Published online by Cambridge University Press: 26 June 2019
The first part of this book discussed how constitutional courts may enhance the deliberative quality and legitimacy of democratic policy-making. This led to the formulation of a handful of judicial good practices, such as following a fixed argumentative framework, using relevant and persuasive citations to underpin judgments and communicating with the legislator through modulated rulings. However, deliberative performance is an intertwined and complex endeavour and may differ between courts and, importantly, between cases. Variety in a court's behaviour suggests how this court perceives its own role in democratic society. Therefore, it is enlightening to evaluate which forces play upon constitutional judging.

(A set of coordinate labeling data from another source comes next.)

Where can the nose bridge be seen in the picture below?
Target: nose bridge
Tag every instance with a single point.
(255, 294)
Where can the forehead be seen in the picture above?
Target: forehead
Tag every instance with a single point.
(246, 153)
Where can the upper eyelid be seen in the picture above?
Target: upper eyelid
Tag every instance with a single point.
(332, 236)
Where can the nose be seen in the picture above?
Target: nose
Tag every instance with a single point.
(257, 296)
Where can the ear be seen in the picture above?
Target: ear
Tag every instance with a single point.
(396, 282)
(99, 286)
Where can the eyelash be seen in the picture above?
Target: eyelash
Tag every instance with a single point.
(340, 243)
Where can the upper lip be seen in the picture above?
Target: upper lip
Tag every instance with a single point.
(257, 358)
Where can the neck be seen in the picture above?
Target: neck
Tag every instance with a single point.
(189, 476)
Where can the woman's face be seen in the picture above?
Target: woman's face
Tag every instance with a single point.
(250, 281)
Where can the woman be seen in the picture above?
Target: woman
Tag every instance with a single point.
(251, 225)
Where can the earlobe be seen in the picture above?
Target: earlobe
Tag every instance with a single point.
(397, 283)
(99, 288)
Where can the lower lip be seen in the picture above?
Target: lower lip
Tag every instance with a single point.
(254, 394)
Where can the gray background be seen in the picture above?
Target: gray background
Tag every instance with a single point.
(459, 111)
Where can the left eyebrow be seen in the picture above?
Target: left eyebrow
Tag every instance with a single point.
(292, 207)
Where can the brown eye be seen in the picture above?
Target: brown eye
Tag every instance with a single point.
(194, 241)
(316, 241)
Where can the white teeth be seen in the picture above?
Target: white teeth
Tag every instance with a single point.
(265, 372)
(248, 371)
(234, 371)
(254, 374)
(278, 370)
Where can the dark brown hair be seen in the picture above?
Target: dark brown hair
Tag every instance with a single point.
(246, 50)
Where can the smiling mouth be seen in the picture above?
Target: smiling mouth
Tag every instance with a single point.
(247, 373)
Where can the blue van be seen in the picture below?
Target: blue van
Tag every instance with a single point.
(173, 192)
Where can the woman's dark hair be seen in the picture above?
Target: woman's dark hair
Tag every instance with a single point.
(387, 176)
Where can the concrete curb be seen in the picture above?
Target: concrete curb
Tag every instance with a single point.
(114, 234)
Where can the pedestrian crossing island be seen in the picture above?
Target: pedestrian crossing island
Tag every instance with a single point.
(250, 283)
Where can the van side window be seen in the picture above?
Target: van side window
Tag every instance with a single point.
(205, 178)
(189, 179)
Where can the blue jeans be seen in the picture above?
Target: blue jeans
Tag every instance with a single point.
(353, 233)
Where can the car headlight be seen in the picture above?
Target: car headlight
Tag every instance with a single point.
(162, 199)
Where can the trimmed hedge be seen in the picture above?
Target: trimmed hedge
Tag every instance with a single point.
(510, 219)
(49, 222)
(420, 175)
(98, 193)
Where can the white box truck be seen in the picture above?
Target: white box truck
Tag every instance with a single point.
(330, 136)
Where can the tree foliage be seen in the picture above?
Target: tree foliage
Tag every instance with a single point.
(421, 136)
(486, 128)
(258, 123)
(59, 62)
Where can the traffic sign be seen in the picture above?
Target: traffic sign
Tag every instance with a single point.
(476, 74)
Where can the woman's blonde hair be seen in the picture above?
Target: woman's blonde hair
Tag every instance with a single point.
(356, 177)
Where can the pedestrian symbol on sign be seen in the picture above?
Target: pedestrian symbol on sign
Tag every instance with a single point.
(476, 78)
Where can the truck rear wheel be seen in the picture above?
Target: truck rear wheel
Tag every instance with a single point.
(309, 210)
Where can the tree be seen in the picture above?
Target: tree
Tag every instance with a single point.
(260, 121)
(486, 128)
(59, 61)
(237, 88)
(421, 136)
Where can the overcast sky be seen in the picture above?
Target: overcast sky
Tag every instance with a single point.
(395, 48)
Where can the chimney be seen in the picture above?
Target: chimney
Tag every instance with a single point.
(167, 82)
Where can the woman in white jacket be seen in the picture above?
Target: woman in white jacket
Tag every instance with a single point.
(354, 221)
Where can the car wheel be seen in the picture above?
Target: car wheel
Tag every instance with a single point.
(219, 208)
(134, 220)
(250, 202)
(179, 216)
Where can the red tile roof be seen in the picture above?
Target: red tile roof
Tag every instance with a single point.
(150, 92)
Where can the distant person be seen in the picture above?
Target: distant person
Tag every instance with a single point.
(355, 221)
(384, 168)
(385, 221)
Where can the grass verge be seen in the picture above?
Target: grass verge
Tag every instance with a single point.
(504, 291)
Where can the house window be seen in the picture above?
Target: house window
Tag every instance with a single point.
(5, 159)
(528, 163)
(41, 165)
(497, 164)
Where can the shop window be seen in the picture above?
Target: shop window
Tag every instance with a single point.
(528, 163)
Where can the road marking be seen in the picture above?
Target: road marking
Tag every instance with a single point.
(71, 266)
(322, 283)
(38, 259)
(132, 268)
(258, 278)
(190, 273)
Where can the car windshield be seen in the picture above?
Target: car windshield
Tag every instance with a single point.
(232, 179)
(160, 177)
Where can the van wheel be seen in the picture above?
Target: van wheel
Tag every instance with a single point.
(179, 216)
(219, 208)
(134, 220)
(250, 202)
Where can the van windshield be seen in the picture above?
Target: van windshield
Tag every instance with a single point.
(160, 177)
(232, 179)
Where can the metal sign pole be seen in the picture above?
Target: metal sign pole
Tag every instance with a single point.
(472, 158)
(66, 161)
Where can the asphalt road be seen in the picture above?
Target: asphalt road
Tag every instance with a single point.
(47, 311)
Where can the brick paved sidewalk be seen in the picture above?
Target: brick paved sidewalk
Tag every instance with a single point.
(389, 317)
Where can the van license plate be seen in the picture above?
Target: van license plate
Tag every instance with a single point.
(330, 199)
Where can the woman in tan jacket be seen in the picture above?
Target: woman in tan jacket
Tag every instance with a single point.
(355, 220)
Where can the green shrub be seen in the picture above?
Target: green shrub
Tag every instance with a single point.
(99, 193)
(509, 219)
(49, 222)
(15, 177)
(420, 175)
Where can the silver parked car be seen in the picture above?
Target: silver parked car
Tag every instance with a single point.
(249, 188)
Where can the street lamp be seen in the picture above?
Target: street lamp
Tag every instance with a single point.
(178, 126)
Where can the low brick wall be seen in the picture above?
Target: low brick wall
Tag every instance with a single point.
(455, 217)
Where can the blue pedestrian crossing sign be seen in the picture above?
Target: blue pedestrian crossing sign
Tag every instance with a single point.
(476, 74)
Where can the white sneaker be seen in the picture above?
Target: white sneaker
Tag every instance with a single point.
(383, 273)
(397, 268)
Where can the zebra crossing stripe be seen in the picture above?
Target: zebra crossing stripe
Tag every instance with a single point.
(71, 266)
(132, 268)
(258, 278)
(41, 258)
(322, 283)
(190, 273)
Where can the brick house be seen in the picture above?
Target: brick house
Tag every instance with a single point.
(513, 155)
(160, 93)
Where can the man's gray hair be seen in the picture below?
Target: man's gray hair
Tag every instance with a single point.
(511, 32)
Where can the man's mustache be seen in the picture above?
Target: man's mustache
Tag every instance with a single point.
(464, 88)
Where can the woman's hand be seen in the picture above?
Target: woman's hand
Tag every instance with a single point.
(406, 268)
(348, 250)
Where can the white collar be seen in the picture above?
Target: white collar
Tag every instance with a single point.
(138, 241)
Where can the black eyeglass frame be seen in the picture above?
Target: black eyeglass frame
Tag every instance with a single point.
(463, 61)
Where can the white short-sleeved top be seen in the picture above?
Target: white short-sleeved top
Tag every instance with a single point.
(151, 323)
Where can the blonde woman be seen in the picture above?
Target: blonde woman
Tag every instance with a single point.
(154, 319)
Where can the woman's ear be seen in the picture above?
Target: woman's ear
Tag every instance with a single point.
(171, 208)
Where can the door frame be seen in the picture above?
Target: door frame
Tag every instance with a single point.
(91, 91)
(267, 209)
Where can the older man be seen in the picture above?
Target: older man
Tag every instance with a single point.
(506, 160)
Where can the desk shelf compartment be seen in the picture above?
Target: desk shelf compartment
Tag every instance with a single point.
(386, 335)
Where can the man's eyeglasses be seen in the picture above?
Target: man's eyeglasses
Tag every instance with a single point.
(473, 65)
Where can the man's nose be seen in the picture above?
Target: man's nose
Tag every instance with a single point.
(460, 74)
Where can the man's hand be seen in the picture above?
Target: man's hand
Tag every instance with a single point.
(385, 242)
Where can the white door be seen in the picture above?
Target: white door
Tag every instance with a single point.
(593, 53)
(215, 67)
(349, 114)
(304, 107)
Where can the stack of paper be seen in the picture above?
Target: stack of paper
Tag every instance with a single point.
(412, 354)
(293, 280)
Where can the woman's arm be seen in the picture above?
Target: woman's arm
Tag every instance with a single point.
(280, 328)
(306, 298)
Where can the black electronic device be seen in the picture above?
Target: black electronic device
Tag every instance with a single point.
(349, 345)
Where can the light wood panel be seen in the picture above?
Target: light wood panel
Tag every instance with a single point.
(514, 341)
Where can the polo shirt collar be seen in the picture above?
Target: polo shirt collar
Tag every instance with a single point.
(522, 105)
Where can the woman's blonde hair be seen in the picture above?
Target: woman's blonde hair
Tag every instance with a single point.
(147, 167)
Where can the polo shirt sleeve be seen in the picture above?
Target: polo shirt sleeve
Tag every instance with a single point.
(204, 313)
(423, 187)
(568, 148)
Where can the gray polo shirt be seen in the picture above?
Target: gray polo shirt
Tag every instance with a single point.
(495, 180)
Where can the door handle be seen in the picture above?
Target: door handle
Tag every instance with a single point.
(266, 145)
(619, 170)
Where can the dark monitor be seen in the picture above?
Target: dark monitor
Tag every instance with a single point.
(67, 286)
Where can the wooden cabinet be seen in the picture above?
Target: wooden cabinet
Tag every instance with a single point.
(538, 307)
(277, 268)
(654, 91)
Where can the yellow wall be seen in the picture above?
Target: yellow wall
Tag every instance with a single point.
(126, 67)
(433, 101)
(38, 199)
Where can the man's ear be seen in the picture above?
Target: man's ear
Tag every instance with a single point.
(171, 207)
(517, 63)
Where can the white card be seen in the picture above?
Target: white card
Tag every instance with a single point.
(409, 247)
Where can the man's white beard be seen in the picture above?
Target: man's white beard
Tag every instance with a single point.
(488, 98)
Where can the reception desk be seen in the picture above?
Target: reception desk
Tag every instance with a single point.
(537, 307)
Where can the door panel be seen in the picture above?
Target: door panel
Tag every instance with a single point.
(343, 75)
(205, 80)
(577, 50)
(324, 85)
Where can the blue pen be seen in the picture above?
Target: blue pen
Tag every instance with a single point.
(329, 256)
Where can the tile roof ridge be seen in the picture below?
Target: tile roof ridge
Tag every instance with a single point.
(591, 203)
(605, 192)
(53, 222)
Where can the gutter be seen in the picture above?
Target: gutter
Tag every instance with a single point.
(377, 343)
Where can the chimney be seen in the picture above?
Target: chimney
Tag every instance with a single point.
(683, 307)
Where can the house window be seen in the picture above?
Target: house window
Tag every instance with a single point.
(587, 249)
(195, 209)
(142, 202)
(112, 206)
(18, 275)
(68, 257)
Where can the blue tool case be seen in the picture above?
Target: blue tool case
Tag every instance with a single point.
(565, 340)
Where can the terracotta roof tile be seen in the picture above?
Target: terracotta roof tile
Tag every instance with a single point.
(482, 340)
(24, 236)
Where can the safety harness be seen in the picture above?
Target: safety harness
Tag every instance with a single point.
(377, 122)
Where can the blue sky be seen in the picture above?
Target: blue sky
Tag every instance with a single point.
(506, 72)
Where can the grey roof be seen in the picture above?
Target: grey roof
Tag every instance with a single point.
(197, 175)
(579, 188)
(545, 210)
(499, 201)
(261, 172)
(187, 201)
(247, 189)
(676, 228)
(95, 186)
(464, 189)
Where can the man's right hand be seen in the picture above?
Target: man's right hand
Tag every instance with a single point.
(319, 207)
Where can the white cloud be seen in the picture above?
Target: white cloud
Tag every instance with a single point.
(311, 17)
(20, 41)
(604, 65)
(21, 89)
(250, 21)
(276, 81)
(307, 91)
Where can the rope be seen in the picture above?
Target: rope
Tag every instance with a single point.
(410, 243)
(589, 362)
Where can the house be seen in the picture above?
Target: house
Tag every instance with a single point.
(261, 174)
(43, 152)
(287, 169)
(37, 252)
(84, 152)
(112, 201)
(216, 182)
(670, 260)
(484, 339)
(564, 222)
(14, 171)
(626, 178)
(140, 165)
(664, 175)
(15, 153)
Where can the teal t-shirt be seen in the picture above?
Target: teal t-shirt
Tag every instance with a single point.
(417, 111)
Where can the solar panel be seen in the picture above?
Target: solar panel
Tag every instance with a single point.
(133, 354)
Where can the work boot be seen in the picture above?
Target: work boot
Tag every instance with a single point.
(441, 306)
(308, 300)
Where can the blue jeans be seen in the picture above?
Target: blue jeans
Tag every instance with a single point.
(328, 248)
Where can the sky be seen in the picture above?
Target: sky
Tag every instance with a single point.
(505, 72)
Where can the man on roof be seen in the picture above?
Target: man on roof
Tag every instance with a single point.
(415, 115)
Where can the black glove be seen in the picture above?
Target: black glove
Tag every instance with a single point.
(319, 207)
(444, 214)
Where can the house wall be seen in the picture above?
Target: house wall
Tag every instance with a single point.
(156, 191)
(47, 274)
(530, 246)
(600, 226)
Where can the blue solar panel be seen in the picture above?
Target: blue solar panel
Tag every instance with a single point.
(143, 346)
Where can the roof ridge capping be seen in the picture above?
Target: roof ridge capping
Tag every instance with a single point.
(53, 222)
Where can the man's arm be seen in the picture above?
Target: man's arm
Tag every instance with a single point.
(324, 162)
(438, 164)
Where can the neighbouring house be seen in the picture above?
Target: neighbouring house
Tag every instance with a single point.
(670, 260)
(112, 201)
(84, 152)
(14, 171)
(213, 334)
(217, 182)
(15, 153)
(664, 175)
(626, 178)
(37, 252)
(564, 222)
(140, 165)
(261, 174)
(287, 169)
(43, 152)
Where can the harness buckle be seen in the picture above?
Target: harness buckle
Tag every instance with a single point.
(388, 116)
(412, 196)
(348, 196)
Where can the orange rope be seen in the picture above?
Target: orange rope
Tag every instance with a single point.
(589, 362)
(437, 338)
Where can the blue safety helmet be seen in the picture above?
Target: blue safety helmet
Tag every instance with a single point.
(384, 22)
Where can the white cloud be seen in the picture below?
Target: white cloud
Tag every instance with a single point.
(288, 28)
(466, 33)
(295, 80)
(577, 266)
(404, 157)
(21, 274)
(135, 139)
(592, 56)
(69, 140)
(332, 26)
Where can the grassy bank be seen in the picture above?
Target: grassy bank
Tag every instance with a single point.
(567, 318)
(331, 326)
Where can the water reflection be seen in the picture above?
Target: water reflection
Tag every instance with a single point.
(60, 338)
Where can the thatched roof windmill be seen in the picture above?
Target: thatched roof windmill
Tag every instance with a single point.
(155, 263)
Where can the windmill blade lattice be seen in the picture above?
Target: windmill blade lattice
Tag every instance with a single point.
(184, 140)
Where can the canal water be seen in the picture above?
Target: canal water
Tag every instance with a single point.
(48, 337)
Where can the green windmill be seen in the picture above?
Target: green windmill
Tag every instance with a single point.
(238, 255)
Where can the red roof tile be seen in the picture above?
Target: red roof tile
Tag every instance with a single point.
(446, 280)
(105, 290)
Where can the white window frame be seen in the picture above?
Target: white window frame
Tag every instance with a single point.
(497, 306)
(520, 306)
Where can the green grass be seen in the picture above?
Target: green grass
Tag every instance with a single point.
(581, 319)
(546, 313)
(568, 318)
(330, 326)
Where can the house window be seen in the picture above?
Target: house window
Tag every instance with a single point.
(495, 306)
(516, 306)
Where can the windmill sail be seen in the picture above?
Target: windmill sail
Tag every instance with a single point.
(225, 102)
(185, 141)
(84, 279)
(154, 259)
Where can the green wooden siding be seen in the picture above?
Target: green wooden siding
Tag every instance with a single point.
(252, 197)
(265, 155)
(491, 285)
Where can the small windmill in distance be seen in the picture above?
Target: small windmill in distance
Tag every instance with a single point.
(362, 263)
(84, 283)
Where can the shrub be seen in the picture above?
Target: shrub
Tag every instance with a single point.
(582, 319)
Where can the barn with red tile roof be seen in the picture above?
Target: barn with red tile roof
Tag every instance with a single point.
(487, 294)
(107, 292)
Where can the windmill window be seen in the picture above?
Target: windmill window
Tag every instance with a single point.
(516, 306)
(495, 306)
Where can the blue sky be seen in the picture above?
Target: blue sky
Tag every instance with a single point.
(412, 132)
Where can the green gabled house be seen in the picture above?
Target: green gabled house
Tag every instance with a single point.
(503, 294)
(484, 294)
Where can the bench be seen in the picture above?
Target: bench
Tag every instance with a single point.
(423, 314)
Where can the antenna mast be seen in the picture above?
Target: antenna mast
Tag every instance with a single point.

The second part of this book aims to build a bridge between the normative framework and the case law analysis. In particular, the factors which may influence the Belgian Constitutional Court's behaviour are explored. These contours of judicial decision-making must be recognised in order to fully comprehend the role of constitutional courts in a democratic society. These underlying contours, which form the theoretical background on which the empirical analysis is based, are set out in two chapters, titled ‘The institutional framework of the Belgian Constitutional Court’ (chapter 2) and ‘Variation of judicial behaviour within the institutional boundaries’ (chapter 3) respectively.
In chapter 2, the institutional setting of the BeCC is discussed. This framework, decided upon by the legislator, shapes the background against which the Court takes its decisions. The tools available to the Court do not only indicate the prospects of deliberation, but also affect the choices the Court (can) make(s). To provide necessary background information against which the empirical results should be understood, the establishment and further development of this institutional framework is situated within the Belgian political context. More specifically, the consociational nature of the Belgian polity is reflected in the Court's composition and its institutional tools. Special attention will be paid to the parliamentary preparatory documents, which show how the rules regarding the BeCC's decision-making process should be understood and applied.